Ele foi trancado em uma cela de prisão com outras 15 pessoas e a polícia entrou na casa onde ele morava e levou passaporte, comprovantes bancários e outros documentos oficiais. O professor estava sendo acusado de “blasfemar e desafiar a Deus”.

Após passar quase uma semana na prisão, o professor pagou a fiança e começou a viver com os sogros. Ele tomava todos os cuidados ao sair de casa. Diferentes grupos perseguiram-no em três momentos, e quase conseguiram pegá-lo em uma ocasião.

Por causa disso,  as portas e os portões da casa de Joseph ficavam sempre trancados e alguém de dentro vigiava a rua através do muro baixo a todo momento.

Além disso, o professor comprou dois facões e os escondeu atrás das cortinas da sala de estar e raramente saía do lar.

Ataque

Foto: BBC

A polícia prendeu 31 homens que supostamente tinham alguma relação com o ataque. Todos eles faziam parte da Frente Popular da Índia (FPI), que foi suspensa por cinco meses em setembro deste ano por supostas ligações com grupos terroristas. Representantes do grupo negam a acusação.

Ao todo, 13 dos detidos acabaram sendo condenados por alguma conexão com o ataque. Dez deles receberam uma pena de oito anos de prisão. Outras onze pessoas foram detidas depois e vão enfrentar um julgamento.

Joseph deve receber uma indenização de 800 mil rúpias (o equivalente a R$ 51 mil), que será paga pelos condenados.

Demissão do professor

Um mês depois de voltar do hospital, Joseph foi demitido. Por causa disso, ocorreu uma onda de protestos em Kerala: professores arrecadaram dinheiro para financiar o tratamento; cartas de apoio chegaram pelos correios; celebridades condenaram a demissão; e dois manifestantes entraram em greve de fome às portas da faculdade.

Entre 2010 e 2011, o professor passou por operações para recuperar a perna, o antebraço e os dedos feridos. Por causa disso, a família deixou as joias nas casas de penhores, empréstimos educacionais foram tomados para os filhos.

A primeira notícia positiva foi recebida em novembro de 2013, quando o tribunal rejeitou a acusação de blasfêmia. O julgamento apontou que a controvérsia foi criada por “alguns muçulmanos que não entenderam” a questão.

Em casa, Salomi, aos 48 anos, entrou em depressão. Anos depois, em março de 2014, ela acabou tirando a própria vida. A morte fez com que a faculdade fosse novamente acusada pelas tribulações da família.

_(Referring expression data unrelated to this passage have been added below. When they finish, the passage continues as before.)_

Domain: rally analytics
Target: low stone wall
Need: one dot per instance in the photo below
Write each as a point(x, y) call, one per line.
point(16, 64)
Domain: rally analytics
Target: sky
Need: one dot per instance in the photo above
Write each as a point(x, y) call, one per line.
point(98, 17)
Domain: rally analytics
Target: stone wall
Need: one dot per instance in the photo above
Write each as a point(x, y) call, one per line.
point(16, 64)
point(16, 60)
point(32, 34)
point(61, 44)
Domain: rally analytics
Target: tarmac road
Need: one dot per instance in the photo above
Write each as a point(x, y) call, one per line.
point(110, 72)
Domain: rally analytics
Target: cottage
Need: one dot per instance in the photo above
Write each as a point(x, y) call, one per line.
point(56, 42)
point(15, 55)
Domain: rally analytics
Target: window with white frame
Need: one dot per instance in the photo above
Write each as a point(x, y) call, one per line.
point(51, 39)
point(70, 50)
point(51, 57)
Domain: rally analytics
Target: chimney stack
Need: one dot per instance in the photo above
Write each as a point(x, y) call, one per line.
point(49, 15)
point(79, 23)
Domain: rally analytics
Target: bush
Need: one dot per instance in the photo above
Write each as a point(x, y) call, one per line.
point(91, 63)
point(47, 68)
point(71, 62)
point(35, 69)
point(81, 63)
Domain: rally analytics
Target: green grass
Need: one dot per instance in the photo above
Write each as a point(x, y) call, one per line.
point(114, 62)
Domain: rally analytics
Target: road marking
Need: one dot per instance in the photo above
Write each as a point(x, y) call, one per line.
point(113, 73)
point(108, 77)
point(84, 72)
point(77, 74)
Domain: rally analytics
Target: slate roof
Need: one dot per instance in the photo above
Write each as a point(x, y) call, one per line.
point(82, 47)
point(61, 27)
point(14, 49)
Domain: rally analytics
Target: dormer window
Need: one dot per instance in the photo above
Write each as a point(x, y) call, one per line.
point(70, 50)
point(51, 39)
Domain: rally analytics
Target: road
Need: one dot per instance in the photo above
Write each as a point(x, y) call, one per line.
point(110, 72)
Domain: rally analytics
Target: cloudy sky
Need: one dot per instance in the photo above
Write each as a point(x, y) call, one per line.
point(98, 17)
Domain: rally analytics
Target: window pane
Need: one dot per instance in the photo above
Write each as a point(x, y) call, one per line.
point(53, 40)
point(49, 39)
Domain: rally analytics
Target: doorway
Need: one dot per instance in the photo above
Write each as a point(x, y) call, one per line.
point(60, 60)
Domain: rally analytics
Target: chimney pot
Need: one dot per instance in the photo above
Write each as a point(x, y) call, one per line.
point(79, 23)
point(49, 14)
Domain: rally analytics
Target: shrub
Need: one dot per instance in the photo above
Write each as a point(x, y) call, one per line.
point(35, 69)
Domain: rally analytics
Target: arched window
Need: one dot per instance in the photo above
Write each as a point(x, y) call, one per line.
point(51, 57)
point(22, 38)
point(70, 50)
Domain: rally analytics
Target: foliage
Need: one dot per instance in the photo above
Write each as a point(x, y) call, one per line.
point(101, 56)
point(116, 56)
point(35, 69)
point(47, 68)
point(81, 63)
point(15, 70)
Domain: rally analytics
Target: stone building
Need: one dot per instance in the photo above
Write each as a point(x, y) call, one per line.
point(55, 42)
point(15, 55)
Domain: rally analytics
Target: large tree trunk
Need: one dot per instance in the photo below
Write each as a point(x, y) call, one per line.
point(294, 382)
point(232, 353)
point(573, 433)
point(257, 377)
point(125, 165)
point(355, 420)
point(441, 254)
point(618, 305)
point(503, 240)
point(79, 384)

Reintegração do professor ao corpo docente da instituição

Foto: BBC

Três dias depois da morte da esposa, Joseph foi reintegrado ao corpo docente da instituição. Faltavam apenas três dias para ele poder se aposentar.

No entanto, a diocese católica romana local manteve a posição de que a pergunta do professor “misturou blasfêmia e insulto religioso” e “causou angústia a estudantes que pertenciam a uma comunidade específica”.

Em uma carta pastoral lida nas congregações, os líderes da igreja falaram sobre a reintegração do professor, afirmando que a diocese “mostrou misericórdia e o restabeleceu no serviço” por “considerações humanitárias”, e não porque houvesse pressão pública.

A reintegração de Joseph significava que ele poderia receber os salários atrasados e os benefícios da aposentadoria. Além disso, outra diocese emitiu um boletim de apoio ao professor afirmando que a vida familiar dele foi transformada em um “inferno” por causa do incidente.

Escritor

Foto: BBC

Atualmente, o professor afirma que “renasceu” como escritor. Ele escreveu com a mão esquerda mais de 700 páginas de memória, intituladas de A Thousand Cuts (“Mil Cortes”, em tradução livre). Ele também publicou uma sequência da obra “mais fina e satírica” e planeja agora um compilado de contos.

A casa dele também foi reformada com o dinheiro da aposentadoria. Joseph adicionou mais um andar ao imóvel e agora mora com a mãe de 95 anos, com o filho, com a nora engenheira e com um neto de três anos.

Recentemente, ele viajou à Irlanda para passar um tempo com a filha de 32 anos, que mora e trabalha como enfermeira no país.